Unmanned Aerial Vehicles (UAVs) combined with Intelligent Reflective Surfaces (IRSs) represent a cutting-edge technology for improving the channel capacity of wireless communications, by capitalizing on UAVs' 3D mobility coupled with the IRSs' smart radio capabilities. This work envisions a scenario in which a swarm of UAVs equipped with IRSs serves multiple Internet of Things (IoT) Ground Nodes (GNs) concurrently transmitting to a single Base Station (BS) via OFDMA. The huge number of passive elements composing the IRSs introduces a significant complexity in the mission design. Therefore, each IRS is divided into patches that can be simultaneously used to serve different nodes. Considering general Rician fading, a comprehensive channel model for IRS-assisted UAV-aided networks is derived.

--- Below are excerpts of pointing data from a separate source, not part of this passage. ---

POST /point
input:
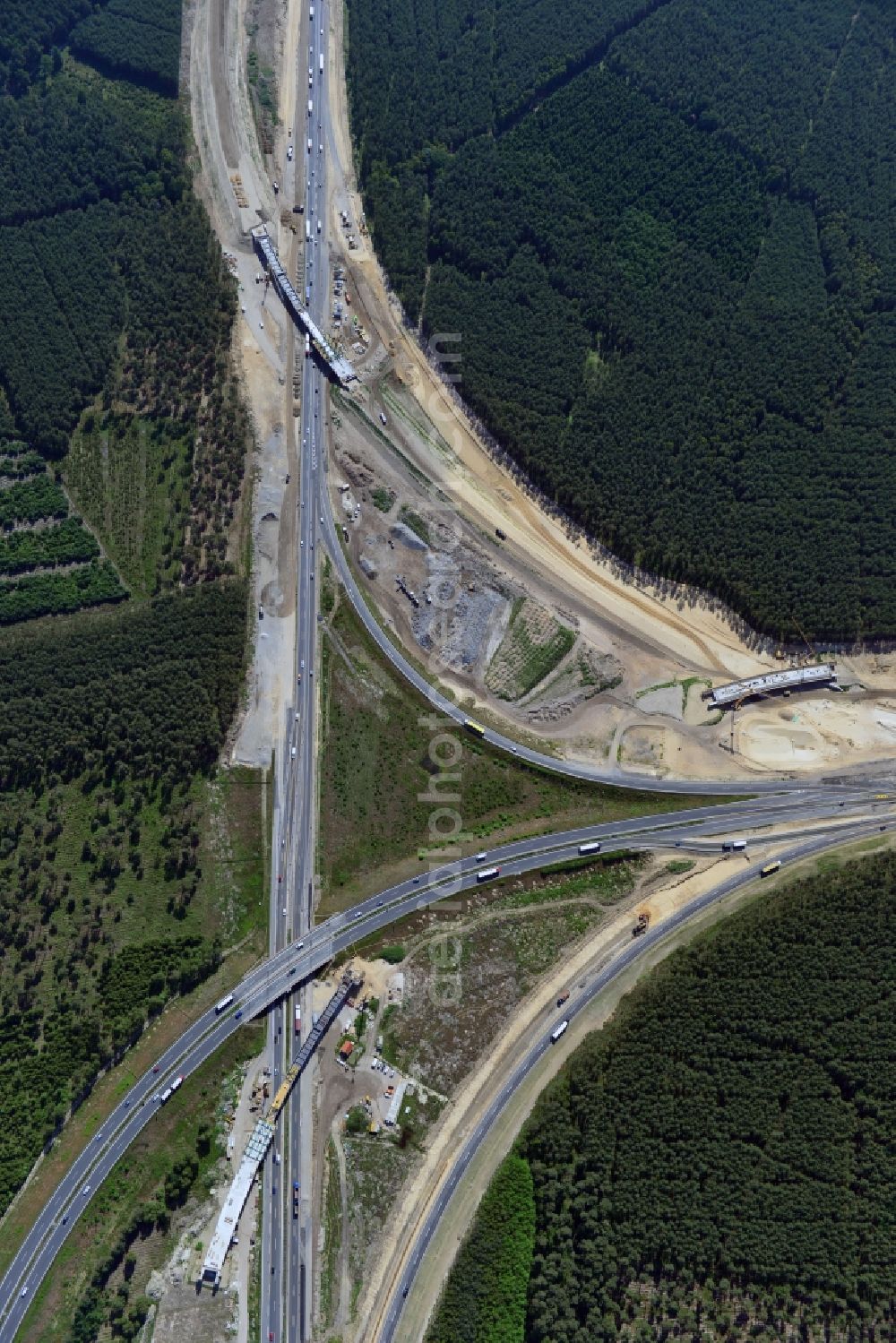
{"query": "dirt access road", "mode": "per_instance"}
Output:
(236, 185)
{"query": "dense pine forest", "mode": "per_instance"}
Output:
(718, 1162)
(665, 234)
(123, 461)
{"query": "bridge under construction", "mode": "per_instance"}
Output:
(338, 364)
(263, 1135)
(794, 678)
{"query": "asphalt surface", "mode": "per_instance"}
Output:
(694, 831)
(287, 1240)
(541, 1045)
(287, 1243)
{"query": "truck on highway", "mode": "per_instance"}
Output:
(487, 874)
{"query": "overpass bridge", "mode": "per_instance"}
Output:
(338, 364)
(263, 1135)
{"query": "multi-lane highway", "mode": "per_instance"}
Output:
(287, 1240)
(696, 829)
(287, 1243)
(389, 1327)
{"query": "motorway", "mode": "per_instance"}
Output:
(694, 831)
(390, 1330)
(288, 1244)
(288, 1241)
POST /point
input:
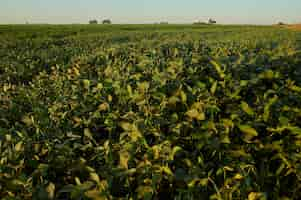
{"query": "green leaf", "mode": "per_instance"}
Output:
(50, 190)
(195, 114)
(267, 107)
(213, 87)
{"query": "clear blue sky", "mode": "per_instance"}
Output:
(149, 11)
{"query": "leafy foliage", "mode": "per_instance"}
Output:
(150, 112)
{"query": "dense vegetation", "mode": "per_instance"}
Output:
(150, 112)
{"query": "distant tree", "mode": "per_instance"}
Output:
(199, 23)
(94, 21)
(211, 21)
(107, 21)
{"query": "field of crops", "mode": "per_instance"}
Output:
(150, 112)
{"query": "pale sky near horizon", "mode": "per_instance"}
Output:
(150, 11)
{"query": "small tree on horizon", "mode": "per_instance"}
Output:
(211, 21)
(107, 21)
(94, 21)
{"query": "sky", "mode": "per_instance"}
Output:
(150, 11)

Then, a multi-objective mixed-integer non-linear programming problem is conceived to maximize the sum-rate of the GNs and, at the same time, minimize the difference among the users' data rates, by jointly optimizing the trajectories and the phase shift matrices. This non-convex problem, reformulated in terms of scheduling (i.e., patch-GN assignment), is challenging to solve. Hence, it is rearranged as a Markov Decision Process and a quasi-optimal solution is obtained via Deep Reinforcement Learning. Extensive simulation analysis is performed to validate the results and the accuracy of the proposed model.